11- Bunun üzerine Zekeriyya mihrapta yüzünü soydaşlarına dönerek sabahları ve akşamları Allah’ı her tür noksanlıktan tenzih etmelerini işaret etti.
Böylece soydaşları, onun içinde yaşadığı havanın aynısının içine girecekler, yüce Allah’ı hem ona hem de ölümünden sonra tüm soydaşlarına bağışlamış olduğu nimete hep birlikte şükretmiş olacaklardı.
Surenin akışı Hz. Zekeriyyâ’yı bu noktada suskunluğu ve tesbihi ile başbaşa bırakarak bu sahnenin perdesini indiriyor, bu sayfayı çevirerek yeni bir sayfaya geçiyor. Bu yeni sayfanın konusu Hz. Yahya’dır. Sayfanın hemen başında yüce Allah,ona yücelikler aleminden şöyle sesleniyor:
12- Allah, ona “Ey Yahya, tüm gücünle kitab’a (Tevrat’a) sarıl” dedi. Ona daha gocukken bilgelik verdik.
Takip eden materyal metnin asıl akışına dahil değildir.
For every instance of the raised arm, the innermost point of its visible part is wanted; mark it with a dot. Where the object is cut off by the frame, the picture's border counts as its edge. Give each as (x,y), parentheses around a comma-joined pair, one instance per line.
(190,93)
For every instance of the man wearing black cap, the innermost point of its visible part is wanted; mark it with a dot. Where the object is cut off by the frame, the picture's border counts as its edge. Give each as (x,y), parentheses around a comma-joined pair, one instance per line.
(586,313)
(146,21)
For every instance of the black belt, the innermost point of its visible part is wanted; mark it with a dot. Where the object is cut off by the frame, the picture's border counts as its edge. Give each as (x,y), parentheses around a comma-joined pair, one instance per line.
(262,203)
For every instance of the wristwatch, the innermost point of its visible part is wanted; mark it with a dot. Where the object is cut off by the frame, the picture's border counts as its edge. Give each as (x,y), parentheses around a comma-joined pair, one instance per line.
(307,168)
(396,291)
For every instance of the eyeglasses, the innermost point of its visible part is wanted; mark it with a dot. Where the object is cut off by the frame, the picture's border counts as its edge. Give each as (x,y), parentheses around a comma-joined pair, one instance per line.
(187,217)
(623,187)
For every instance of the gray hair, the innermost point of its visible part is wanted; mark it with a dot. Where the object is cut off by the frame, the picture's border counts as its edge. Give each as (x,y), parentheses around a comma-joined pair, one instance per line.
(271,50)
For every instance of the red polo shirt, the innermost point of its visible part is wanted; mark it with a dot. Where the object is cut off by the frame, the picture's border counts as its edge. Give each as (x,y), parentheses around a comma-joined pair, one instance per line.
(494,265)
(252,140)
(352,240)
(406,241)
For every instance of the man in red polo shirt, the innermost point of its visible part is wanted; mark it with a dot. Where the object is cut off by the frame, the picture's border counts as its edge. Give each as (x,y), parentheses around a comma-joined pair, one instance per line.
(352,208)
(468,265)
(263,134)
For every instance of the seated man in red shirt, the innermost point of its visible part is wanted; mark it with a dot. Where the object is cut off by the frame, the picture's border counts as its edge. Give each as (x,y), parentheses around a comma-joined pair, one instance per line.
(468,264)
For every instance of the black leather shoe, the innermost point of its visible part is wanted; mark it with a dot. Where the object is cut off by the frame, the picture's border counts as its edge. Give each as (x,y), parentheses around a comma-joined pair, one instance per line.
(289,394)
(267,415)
Anlaşılan bu arada Hz. Yahya doğmuş, emeklemiş ve bebeklik çağının ilk adımlarını atmıştır. Bu gelişmeler, bu iki sahne arasındaki boşluk döneminde gerçekleşmiştir. Kur’an-ı Kerim, hikâye anlatımında kullandığı sanatsal üslubu uyarınca bu boşluk dönemini atlayarak hikâyenin en önemli noktalarını ve sahnelerini, en can alıcı ve hareketli kesitlerini sunmakla yetiniyor.
Dediğimiz gibi bu ayet, Hz. Yalıyâ dan tek bir söz bile etmeden önce ona bu yüce seslenişi yöneltiyor. Çünkü bu sesleniş sahnesi, onun konumunun yüceliğini kanıtlayan görkemli ve çarpıcı bir sahnedir. Bunun yanısıra babası Hz. Zekeriyya’nın duasının kabul edildiğini de vurgulamaktadır. Bilindiği gibi Hz. Zekeriyya, gerek inanç sistemini savunma konusunda ve gerekse yakınlarını gözetme-kayırma hususunda yerini gerektiği gibi dolduracak, soyunu sürdürecek hayırlı bir varis istemişti. İşte Hz. Yahya, babasının özlemini gerçekleştirecek olan bu kutsal misyonunun ilk aşamasında, büyük emaneti taşımak üzere göreve getirilme aşamasındadır.
“Ey Yahya, tüm gücünle kitab’a (Tevrat’a) sarıl.”
Sözü edilen “kitap” Hz. Musâ dan beri İsrailoğullarının kutsal kaynağı olan Tevrat’tır. Hz. Musa’dan sonraki İsrailoğullarına gelen bütün peygamberler bu kitaba dayanmışlar, insanlara onu öğretmişler, hükümlerinde onun ilkelerini rehber edinmişlerdir. Nitekim Hz. Yahya da babası Hz. Zekeriyya’dan bu mirası devralıyor, bu misyonu yüklenmeye, güçlü ve kararlı bir enerji ile bu emaneti omuzlamaya çağrılıyor; bu mirasın yükümlülüklerini yerine getirirken zayıflık ve ihmalkârlık göstermemesi, geri çekilmeye kalkışmaması isteniyor.
Bu yüce seslenişin hemen arkasından Hz. Yahya’nın, omuzlarına bindirilen bu büyük yükün altından kalkabilmek için hangi ayrıcalıklarla donatıldığı açıklanıyor..
…”Ona daha çocukken bilgelik armağan ettik.”